Tax Gimmicks

Tax Gimmicks

October 12, 2023

City councils, school boards, and county entities play gimmicks every taxpayer needs to be aware of.  They like to tell you that you can get a brand new building or program without a tax increase!  Wouldn’t that be grand???  Here’s a list of a few of their favorites…

  1. Paying off a previous bond, but replacing it immediately with a new one at the same dollar amount – Folks don’t see a tax increase, but they also don’t get the tax decrease they would have gotten without a new bond. When a bond is paid off, your taxes SHOULD go down, but they merely replace the old bond with a new one and keep taking your money.
  2. Replacing the tax break provided by a state refund – Sometimes the state legislature provides funds intended to lower your property tax.  This is called “compression.”  The local government, however, uses the money for their own purposes instead of giving it to you in the form of the intended tax cut.  This way folks don’t see a tax increase when those new goodies are purchased, but they also don’t get the tax decrease the state gave them.
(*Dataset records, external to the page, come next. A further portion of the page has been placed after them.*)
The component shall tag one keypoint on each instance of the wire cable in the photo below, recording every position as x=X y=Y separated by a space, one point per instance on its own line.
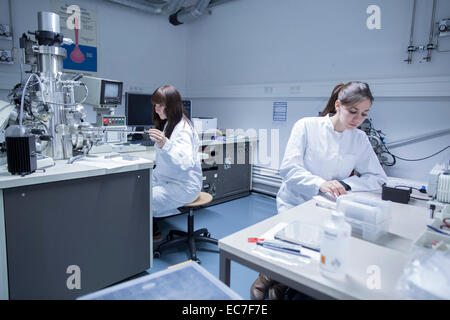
x=420 y=158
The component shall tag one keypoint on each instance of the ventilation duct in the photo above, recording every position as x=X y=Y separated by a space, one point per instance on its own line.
x=190 y=13
x=179 y=11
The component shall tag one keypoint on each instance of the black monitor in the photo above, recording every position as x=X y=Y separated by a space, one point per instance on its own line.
x=187 y=104
x=138 y=110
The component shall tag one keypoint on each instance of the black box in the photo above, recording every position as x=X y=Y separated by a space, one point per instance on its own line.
x=395 y=194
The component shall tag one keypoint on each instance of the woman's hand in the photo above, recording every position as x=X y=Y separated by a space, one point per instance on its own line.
x=158 y=137
x=333 y=187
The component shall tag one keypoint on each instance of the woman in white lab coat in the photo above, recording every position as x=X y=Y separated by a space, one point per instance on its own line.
x=321 y=155
x=177 y=177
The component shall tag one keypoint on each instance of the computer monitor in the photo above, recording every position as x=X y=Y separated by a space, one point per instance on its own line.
x=138 y=110
x=187 y=104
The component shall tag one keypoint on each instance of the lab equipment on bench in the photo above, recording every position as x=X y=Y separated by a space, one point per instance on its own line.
x=306 y=235
x=369 y=218
x=334 y=246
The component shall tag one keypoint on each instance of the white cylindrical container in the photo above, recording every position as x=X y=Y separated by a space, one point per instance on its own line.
x=334 y=246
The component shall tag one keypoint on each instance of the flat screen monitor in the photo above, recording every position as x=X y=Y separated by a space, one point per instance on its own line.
x=138 y=109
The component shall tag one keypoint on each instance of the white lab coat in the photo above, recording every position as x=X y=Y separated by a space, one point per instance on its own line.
x=177 y=178
x=316 y=153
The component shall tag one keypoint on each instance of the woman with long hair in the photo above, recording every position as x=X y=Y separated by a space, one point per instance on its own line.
x=321 y=154
x=177 y=177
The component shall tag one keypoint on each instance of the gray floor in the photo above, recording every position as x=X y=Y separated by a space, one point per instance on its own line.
x=221 y=220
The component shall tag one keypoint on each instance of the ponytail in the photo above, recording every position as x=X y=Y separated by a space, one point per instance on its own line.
x=349 y=94
x=331 y=108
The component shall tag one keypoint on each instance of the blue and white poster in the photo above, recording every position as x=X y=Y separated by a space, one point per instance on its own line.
x=80 y=25
x=280 y=111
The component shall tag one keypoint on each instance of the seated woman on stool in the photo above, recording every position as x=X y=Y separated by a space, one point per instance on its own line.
x=320 y=156
x=177 y=178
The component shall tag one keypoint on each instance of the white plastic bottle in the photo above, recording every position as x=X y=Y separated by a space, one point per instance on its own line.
x=334 y=246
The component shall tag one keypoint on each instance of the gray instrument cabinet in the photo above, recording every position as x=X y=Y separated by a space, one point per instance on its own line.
x=100 y=224
x=226 y=171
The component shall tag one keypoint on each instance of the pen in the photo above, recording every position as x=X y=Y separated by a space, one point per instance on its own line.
x=319 y=204
x=282 y=249
x=438 y=231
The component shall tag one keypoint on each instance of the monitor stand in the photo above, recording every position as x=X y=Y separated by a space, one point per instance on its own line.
x=142 y=139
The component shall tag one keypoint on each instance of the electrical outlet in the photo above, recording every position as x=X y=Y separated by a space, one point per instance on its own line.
x=295 y=89
x=6 y=56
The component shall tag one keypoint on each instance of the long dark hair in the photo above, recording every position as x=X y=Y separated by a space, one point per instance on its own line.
x=348 y=94
x=171 y=99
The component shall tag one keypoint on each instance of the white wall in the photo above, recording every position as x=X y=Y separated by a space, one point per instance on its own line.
x=142 y=50
x=253 y=52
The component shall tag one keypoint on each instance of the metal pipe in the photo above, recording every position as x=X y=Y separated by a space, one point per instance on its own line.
x=417 y=139
x=430 y=45
x=411 y=47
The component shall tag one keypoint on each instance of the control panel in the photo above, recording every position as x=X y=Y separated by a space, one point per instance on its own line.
x=116 y=121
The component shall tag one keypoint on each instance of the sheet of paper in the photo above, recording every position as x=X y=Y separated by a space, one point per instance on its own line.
x=270 y=235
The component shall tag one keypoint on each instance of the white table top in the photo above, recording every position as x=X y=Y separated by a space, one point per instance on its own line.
x=64 y=171
x=408 y=222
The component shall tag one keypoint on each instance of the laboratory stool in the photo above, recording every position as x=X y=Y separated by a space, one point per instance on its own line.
x=191 y=236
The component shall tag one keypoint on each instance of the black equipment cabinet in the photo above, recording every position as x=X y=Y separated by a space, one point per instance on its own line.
x=226 y=170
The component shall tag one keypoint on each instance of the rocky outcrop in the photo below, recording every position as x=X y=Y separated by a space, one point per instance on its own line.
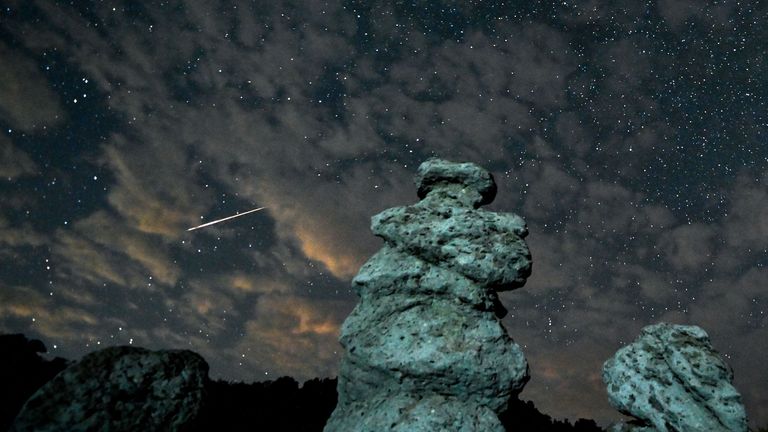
x=120 y=389
x=671 y=379
x=425 y=350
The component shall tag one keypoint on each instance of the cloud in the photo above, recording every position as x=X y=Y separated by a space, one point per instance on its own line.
x=286 y=331
x=101 y=249
x=14 y=162
x=31 y=311
x=26 y=101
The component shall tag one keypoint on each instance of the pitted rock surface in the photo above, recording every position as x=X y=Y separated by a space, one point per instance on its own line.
x=425 y=349
x=671 y=379
x=120 y=389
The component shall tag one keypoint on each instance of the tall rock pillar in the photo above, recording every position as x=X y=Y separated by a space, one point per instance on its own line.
x=425 y=350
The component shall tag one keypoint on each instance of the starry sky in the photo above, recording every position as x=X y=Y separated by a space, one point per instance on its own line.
x=631 y=136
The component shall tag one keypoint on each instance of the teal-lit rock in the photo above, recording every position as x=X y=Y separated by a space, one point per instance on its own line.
x=120 y=389
x=671 y=379
x=424 y=348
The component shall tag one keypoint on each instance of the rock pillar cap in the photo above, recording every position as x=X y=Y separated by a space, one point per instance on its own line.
x=434 y=173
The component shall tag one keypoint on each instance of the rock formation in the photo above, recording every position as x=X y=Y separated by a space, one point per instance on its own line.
x=120 y=389
x=670 y=379
x=425 y=350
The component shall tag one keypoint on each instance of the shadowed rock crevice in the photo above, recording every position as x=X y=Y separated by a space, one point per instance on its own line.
x=425 y=349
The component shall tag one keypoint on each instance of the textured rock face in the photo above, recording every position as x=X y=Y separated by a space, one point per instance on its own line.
x=671 y=379
x=425 y=350
x=120 y=389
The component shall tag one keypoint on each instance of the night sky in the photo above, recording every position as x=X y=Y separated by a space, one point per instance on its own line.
x=631 y=136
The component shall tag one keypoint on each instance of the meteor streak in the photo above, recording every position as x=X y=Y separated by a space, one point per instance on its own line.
x=226 y=218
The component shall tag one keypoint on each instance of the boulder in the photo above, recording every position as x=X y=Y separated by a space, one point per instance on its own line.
x=671 y=379
x=424 y=348
x=120 y=389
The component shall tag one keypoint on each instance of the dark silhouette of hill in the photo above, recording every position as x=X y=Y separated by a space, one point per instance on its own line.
x=22 y=372
x=279 y=405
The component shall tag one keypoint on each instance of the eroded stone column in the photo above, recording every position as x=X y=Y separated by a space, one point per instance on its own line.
x=425 y=349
The cities and schools don’t seem to realize we aren’t just looking to maintain taxes at the same level. We cannot afford them at that level. They need to go DOWN! And it gets worse… two years later when the state legislature meets again, it’s not likely they will repeat the compression, and your property taxes will skyrocket due to the increased spending at the local level.
  3. There’s always the old gimmick of keeping your tax % rate the same. When the value of your house appraisal goes up, you pay more taxes, but the schools and cities brag they did not raise your rate. They didn’t because they didn’t have to!  You’re paying them more money based on the new value of your home, which means they are collecting more money that the voters did not approve. For this reason, we always ask schools and cities to adopt a “no new revenue” tax rate. They’ll play dumb if we don’t call them out on it.
  4. Swap & Drop – Because the total maximum tax they can charge is regulated by the state, they sometimes do what they call a “swap and drop”. This means that they will take a few pennies from one tax bucket and transfer it to the other. (There are two property tax buckets – M&O which is maintenance and operations, and I&S which is paying down debt). They do this to justify additional bond debt, so they can say that the total tax will not increase. BUT – they never talk about the total debt that is increased and financed well into the future of our grandchildren. They can also do it in the other direction – take pennies from I&S and move to M&O, keeping the overall total rate the same. This is done when bonds are either paid down or refinanced. Compare it to refinancing the mortgage on your house and taking out additional equity. The lender might be able to keep your payment the same, but you’ve just extended your debt obligation for 30 years longer.